Wednesday, December 14, 2011

Becki Bible: November 2011

Photos from November, in no particular order:


[[Robert found a barbie in my purse. Haha.]]

[[My jedi face]]


[[Sherry and I cooked for nine people. Took two and half hours and it was a fucking FEAST. French toast, cinnamon rolls, bacon, pancakes, hash browns, and eggs. It was pretty difficult too, with the boys marching through the kitchen. Being impatient little fuckers. Then Sherry and I had to chase JC and Robert out of the kitchen because they were whipping us with wet towels. I had a welt on my ass the next day. Haha.]]


[[JC. With his new girlfriend in his lap.]]

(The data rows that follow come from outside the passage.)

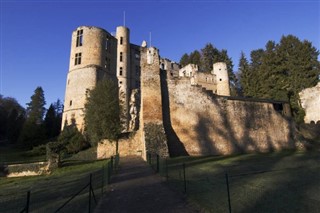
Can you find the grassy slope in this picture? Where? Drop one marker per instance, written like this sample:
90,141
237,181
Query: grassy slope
49,192
275,182
12,155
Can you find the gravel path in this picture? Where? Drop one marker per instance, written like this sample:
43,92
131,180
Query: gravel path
136,188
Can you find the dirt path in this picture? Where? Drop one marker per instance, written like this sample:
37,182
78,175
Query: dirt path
136,188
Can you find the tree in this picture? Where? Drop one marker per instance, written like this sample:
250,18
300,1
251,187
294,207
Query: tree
12,117
36,109
244,75
209,55
33,132
53,119
223,57
256,80
282,70
195,58
184,60
102,112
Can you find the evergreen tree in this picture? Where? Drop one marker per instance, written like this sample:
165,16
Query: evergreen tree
244,75
12,117
36,109
300,68
209,55
282,70
33,132
184,60
49,121
102,112
223,57
256,77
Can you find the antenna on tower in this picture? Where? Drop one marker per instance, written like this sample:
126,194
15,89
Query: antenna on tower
150,38
124,18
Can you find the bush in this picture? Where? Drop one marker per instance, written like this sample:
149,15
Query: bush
73,140
37,151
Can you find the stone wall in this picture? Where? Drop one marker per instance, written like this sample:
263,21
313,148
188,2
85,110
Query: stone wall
203,124
151,103
310,101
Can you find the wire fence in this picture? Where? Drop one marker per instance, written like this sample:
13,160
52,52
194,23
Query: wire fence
285,190
78,193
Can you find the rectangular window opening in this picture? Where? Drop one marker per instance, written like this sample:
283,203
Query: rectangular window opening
120,56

[[Me being cute and shit.]]


[[Africa and I.]]

[[Charles. :)]]

Nov. 4, 2011
"Pegeye Nonfoom." -Africa
"And their pizza tasted like burned socks." -Africa

Nov. 11, 2011
Jonathan: Why don't you make a ham and cheese doobie?
Me: A what?
Jonathan: You know. Roll up some ham and cheese together. For a snack.
Me: I don't like it. It tastes stupid.
Jonathan: It tastes stupid? You don't like the education level of this flavor? Bring me a smarter snack!

Nov. 12, 2011
I saw someone with Christmas lights up today. What the fuck? Thanksgiving isn't even here yet.

Nov. 23, 2011
"It is important for people to find something that excites them. I like the concept that if you do what excites you, you will be rewarded generously...."
-Brandon Boyd

Nov. 24, 2011
I am going to go crazy. Literally, insane. That is, if I'm not already.

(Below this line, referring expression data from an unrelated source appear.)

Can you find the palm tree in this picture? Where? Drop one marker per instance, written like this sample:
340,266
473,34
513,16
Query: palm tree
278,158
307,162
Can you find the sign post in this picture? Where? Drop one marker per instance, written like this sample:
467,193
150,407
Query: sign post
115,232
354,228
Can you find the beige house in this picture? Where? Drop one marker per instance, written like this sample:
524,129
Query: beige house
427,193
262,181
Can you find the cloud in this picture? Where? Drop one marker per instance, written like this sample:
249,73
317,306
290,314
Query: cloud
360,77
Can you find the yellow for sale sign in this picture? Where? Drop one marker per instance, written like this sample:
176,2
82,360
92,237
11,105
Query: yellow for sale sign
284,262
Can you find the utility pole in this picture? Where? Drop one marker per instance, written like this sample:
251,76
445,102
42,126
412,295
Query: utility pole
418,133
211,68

That's all I really have for November. I know it's not much. It's been kind of a rough month for me.

My friends are now few, which means less people to take pictures of. Africa left. And it has been absolute torture. I feel like I can barely breathe without her. She was more than a best friend, more than a sister. Being without her is worse than any break up I ever had with a guy. I'm so fucking pathetic. So many things remind me of her, and I end up going through old pictures, trying not to cry.

And even though I talk to plenty of people throughout my daily life, I don't have anyone who truly knows me, who knows who I am and can share that with me. I have this constant ache in my body, as if my bones are curling and stretching, searching. Each day gets a little more lonelier and lonelier.